The people wanted to build a tower with its top reaching into heaven. Their undertaking ended in a fiasco, the confusion of languages, which we can read about in the Bible. The people were no longer able to understand each other (Genesis 11).

There are 6,000 languages worldwide with a downward tendency. Languages can become extinct. Every year languages die because there are no speakers left. About 3,000 languages are currently in danger. That is one reason why UNESCO announced the first International Mother Language Day in the year 2000. The day is observed every year on 21 February.

“International Mother Language Day marks the significance of language and its cultural heritage. The day is observed to promote and preserve linguistic diversity and the mother tongue and to strengthen people’s awareness for linguistic and cultural traditions,” UNESCO explains. A particular focus is on so-called minority languages, languages which are spoken by less than 10,000 people. Subsequent generations are no longer taught these languages, meaning that not only the languages themselves go lost but also people’s identity.

Language connects and mediates

To make yourself understood to someone who does not speak your mother tongue, you need a translator or an interpreter. Through their work, the meaning becomes clear. At the same time, they promote the world’s linguistic diversity and bring people together—across language barriers.

People who understand, speak, and write a number of languages apply their knowledge and experience across geographical and cultural borders. Also brothers and sisters of the New Apostolic Church are involved in this communication process. Without them there would be no nac.today, no community, and no interpreting in divine services.

“My favourite language is the German language, because it is the language of my ancestors, which I spoke as a little girl,” Elisabet says.

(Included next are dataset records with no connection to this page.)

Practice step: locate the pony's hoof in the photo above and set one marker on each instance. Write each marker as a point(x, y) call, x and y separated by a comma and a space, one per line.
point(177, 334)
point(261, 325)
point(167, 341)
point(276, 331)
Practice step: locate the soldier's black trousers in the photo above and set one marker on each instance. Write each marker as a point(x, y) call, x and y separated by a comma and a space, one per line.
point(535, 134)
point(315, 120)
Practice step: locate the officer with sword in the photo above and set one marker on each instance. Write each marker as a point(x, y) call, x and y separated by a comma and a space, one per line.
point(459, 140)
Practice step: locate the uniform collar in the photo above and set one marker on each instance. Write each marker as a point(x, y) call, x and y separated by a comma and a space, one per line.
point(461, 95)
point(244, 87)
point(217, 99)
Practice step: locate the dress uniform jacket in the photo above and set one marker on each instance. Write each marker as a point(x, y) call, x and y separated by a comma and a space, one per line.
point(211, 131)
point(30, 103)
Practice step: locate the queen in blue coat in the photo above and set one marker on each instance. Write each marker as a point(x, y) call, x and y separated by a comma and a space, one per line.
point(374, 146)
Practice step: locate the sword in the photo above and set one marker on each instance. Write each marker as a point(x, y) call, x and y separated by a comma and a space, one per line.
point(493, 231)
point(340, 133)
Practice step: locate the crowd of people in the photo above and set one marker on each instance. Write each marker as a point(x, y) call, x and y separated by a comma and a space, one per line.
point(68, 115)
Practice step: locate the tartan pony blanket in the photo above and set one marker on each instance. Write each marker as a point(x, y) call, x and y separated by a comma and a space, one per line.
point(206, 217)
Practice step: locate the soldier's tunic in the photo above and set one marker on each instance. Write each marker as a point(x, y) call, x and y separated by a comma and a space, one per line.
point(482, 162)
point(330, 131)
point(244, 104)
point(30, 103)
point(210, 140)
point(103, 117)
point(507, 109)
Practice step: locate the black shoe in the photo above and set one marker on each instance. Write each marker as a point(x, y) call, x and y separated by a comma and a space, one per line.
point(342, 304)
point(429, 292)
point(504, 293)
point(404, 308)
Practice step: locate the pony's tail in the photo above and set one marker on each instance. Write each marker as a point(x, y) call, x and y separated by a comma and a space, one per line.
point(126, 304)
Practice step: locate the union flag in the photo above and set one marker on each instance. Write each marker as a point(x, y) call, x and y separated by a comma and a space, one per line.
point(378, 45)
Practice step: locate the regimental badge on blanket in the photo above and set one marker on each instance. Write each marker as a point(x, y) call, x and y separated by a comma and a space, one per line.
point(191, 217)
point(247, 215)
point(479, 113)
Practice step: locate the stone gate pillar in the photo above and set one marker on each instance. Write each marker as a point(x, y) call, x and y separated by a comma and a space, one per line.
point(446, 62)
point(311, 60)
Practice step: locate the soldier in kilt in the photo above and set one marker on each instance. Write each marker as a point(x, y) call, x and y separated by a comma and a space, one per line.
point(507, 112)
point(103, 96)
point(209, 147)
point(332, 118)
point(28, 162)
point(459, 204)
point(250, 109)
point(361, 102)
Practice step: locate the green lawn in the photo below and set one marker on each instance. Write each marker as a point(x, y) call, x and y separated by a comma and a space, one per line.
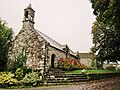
point(90, 71)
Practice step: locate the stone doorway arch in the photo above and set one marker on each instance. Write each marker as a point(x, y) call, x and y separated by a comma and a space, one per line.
point(53, 61)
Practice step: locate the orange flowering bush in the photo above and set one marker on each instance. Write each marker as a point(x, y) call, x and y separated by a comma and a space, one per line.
point(70, 64)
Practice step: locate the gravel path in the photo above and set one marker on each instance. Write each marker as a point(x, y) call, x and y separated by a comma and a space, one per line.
point(106, 84)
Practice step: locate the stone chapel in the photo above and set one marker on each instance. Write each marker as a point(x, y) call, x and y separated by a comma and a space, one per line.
point(42, 52)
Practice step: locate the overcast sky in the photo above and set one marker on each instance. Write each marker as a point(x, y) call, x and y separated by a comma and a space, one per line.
point(66, 21)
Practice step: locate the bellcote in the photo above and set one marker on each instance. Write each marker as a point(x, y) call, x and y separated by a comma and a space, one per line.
point(29, 15)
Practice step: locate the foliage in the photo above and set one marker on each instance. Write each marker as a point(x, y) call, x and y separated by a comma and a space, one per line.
point(19, 74)
point(5, 39)
point(111, 68)
point(6, 79)
point(91, 71)
point(31, 79)
point(70, 64)
point(20, 61)
point(106, 31)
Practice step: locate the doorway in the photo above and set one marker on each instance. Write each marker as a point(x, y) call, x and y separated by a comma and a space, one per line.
point(52, 61)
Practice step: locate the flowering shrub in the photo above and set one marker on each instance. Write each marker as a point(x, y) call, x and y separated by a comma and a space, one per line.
point(70, 64)
point(7, 79)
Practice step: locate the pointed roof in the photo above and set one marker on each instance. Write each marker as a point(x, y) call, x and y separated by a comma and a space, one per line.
point(29, 6)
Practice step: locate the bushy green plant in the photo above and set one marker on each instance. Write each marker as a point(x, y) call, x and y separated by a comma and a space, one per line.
point(111, 68)
point(20, 60)
point(70, 64)
point(31, 79)
point(19, 74)
point(6, 79)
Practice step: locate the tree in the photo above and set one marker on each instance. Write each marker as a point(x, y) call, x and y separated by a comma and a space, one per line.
point(5, 39)
point(106, 30)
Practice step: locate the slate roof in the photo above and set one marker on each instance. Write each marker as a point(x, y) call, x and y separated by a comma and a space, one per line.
point(55, 43)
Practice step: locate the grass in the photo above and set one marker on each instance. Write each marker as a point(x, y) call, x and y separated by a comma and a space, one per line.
point(90, 71)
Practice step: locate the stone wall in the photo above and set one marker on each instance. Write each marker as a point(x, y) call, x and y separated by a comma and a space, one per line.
point(33, 43)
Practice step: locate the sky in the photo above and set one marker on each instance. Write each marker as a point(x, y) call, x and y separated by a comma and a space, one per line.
point(66, 21)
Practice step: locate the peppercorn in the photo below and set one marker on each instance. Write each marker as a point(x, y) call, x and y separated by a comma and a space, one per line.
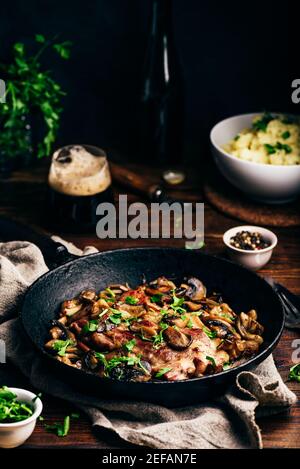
point(248, 241)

She has been working as a translator and interpreter for the New Apostolic Church in South America for nearly 30 years. “I see myself as an instrument so that the treasures that are hidden in one language can also be understood by people who do not know this language, and make them rich.” This is Elisabet’s motivation for her work, which is not always easy.

Language of faith: a special focus

Besides mother tongue and foreign tongue, or first and second language, there is also the language of faith, Jacky says, whose first language is French. The Catechism, for example, speaks a formal language. Over many pages, the book describes the doctrine of our Church; not always in the vernacular of ordinary people, but with words that allow for theological depth and can also cause a translator some headaches as to how they will be received in the target language. He says he was not really worried about the translation as such, but he did feel a special responsibility when he “realized how daring the venture was”, he says and smiles.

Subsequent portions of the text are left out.